This  review of Canadian Bolsheviks and of the CPCs official history, was published in The Globe and Mail, May 1, 1982. William Rodney was a professor of History at Royal Roads in Victoria BC, and  the author of Soldiers Of The International: A History Of The Communist Party Of Canada, 1919-1929.

Canadian Communists
Canadian Communists as a homegrown product of the workers or as a border guard of the Soviet Union

Canada’s Party of Socialism: A History of The Communist Party of Canada 1921-1976, Edited By Gerry Van Houten. Progress Books, 319 pages, $29.95 (cloth), $14:95 (paper)

Canadian Bolsheviks: The Early Years of the Communist Party In Canada. by Ian Angus. Pathfinder Press, 404 pages, $33 (cloth), $9.95 (paper)

Review By William Rodney

Canada’s Party Of Socialism is the Communist Party of Canada’s latest and most sophisticated attempt to tell its story. Written under the supervision of a history commission which included the present general secretary and five prominent old-guard members, the work is intended to "unmask falsifiers of working-class history," and to counter revisionists who "desire socialism without working-class power, without the sure guidelines of Marxism-Leninism."

Its mandate established, the book argues that the CPC is a truly home-grown product which emerged from trade union development and working-class awareness created by socialist organizations prior to the First World War. In hewing to its thesis, however, the book invariably runs afoul of its links with the Soviet Union and "the historical significance of existing socialism in the Soviet Union." Thus, in a nod to historical scholarship, the role of the Communist International (Comintern) in the party’s formation is acknowledged but minimized; there is no mention of Comintern representatives Kallervo Manner and Andre Marty who came to Canada in the thirties to arbitrate disputes between the CPC’s leadership and its auxiliaries. Similarly, the expulsions of party chairman Maurice Spector and general secretary Jack Macdonald at the end of the twenties are treated superficially, confirming that the heresies of Leon Trotsky and Jay Lovestone are still sensitive ideological subjects.

Predictably, Tim Buck’s emergence in 1930 as party leader and the architect of the CPC’s subsequent transformation is considered a victory for socialism. Again, despite the book’s attempts to put a Canadian face on policies followed by the CPC during and since the thirties ("bolshevization," "class against class," its stand during the Spanish Civil War, the endorsement of the Molotov-Ribbentrop pact and its postwar positions on imperialism, NATO and the United States), the book confirms yet again the party’s unquestioning accordance to Kremlin. requirements. Stalin, too, is rehabilitated in’ compliance with current Soviet practice. As a result, in approach and style the book roads like a compendium of resolutions discussed and approved at party conventions.

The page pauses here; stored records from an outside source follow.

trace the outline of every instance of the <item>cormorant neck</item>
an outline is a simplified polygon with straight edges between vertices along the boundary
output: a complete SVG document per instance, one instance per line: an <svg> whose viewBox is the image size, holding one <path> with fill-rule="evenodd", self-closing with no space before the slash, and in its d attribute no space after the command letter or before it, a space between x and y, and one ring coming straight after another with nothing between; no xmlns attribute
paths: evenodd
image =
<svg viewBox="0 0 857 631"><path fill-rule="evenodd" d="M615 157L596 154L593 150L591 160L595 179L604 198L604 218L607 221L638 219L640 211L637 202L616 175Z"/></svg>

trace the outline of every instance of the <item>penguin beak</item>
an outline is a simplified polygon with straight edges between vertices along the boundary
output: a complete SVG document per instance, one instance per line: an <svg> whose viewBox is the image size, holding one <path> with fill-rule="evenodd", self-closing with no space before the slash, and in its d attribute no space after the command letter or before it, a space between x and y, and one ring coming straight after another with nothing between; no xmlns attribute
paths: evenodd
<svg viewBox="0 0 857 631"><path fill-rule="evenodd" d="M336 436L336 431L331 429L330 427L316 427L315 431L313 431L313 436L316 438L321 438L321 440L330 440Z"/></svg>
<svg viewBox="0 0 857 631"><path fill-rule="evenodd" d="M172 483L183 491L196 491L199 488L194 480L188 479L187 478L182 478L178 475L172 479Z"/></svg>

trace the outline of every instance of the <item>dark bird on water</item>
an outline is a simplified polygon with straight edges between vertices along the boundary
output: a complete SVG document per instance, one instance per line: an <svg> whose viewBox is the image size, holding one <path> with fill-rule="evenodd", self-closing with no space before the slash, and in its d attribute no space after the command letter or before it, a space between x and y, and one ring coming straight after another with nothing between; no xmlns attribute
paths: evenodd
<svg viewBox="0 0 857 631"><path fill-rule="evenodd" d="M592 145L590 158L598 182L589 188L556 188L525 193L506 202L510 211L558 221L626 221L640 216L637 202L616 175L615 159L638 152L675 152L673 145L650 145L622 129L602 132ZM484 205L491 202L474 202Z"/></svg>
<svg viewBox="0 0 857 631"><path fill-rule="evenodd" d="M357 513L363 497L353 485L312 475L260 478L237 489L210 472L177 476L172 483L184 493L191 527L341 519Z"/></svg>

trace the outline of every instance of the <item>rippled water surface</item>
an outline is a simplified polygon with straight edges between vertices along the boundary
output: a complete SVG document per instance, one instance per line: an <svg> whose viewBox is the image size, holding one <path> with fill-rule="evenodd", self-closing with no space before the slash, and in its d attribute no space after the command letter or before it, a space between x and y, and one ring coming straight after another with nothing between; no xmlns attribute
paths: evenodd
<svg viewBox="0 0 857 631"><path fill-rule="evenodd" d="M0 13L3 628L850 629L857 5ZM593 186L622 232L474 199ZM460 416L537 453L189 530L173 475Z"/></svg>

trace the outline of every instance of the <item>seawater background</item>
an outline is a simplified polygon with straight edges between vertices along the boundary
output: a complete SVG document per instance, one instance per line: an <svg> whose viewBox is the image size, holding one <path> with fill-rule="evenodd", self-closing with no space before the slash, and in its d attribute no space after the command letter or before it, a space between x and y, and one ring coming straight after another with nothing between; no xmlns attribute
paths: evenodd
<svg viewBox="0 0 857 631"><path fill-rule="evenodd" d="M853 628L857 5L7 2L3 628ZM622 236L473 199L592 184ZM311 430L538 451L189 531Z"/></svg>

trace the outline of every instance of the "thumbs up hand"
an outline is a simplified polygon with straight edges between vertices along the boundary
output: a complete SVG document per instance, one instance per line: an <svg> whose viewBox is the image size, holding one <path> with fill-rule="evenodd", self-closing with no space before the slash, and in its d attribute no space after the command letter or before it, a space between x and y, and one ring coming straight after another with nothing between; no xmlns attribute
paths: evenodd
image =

To its credit, the book touches upon controversial issues to a greater extent than previous party-sponsored publications. The Igor Gouzenko revelations of Soviet espionage, the dispatch in 1967 of a party commission to the Soviet Union to investigate charges of Russification of the Ukraine, and the Soviet suppression of Hungary and Czechoslovakia are briefly discussed and pronounced upon to the CPC’s consistent advantage. Again, individuals who broke with the party are noted minimally and only as necessity requires. Others, such as Rev. James G. Endicott, who gave the party much comfort and service for so long through his efforts in the World Peace Council, are not listed.

The book contains many photographs of party members and groups, most of them not previously published. Significantly, there is no bibliography. Instead, the book rests its case on references drawn overwhelmingly from’ the party archives and approved secondary sources which are listed at the end of each chapter. Sadly, despite its claims, an accurate account of the CPC’s history and its place in Canadian society still remains to be written.

Canadian Bolsheviks

Like its party counterpart, Canadian Bolsheviks is also based on a thesis. Ian Angus, a professed Marxist, is convinced that the CPC was transformed at the end of its first decade from a genuinely revolutionary party into "a border guard of the Soviet Union." Until the leadership change triggered by Spector and Macdonald’s expulsions, the Canadian party, in his estimation, was an indigenous body truly dedicated to the cause of proletarian revolution. Although it accepted Comintern’s guidance, says Angus, the CPC took orders from no one. He maintains that after 1930, the CPC’s program and policies were determined "by the narrowly perceived diplomatic concerns of Soviet bureaucracy," not by Canadian working-class interests.

In the first of three major sections, Angus traces the emergence of the Communist Party, noting the influence of the socialists active in Canada before and during the First World War and the impact of the Russian Revolution on the Canadian labor movement. It was the latter which, although little understood, provided the stimulus for a fundamental realignment of the left. Consequently, the first Communist Party which emerged immediately after the war stressed revolutionary theory instead of integrating itself into Canadian labor organizations. Arrests during 1919 drove the party underground and forced ultimate incorporation into the new party which was fused together under Comintern direction in 1921. With the formation of overt and covert wings, the CPC, notably through its public counterpart, the Worker’s Party of Canada (WPC), propelled itself into the mainstream of the Canadian labor movement,

The decay and decline of that achievement is the subject of the second part of the book. Angus concludes that the leadership provided by the WPC/CPC began [to degenerate? words missing in original] as a result of dramatic changes in Comintern following Lenin’s death. .What had been an international forum for discussion instead became a commend structure manned by Russian bureaucrats. Dissent was forbidden. Trotsky’s views became anathema and Stalin’s policies began the disintegration which affected Comintern and ultimately shattered the CPC.

The fragmentation of the CPC forms the third part of Angus’s book. He chronicles Spector’s expulsion, Macdonald’s defeat through the maneuverings of Buck and Stewart Smith, and the nature and extent of Comintern’s intervention in the Canadian party’s affairs. The section is characterized by a recapitulation of Buck’s version of the same events, and concludes with chapters that cover the new leader’s rise to power within the CPC as well as the changes that were imposed on the party.

In terms of scholarship and analysis, there is no comparison between Canada’s Party Of Socialism and Angus’s account of the CPC’s first decade. Angus draws on an impressive range of sources and reproduces major documents, including statements by Macdonald and Spector, at least one of which has not been published before in its entirety. But the book is not without blemishes. The analysis of the first attempt to form a Canadian Communist Party is based more on surmises than evidence. Angus is prone to regard Macdonald and Spector in the most favorable light, and to look back on their party in terms of what might have been instead of what was.

Nevertheless, Canada’s Bolsheviks is a book that cannot be overlooked by anyone interested in Canadian labor history and the part played in its development by Canadian Communists. It is a story too little known, and Angus, to his credit, has done much to rectify that imbalance.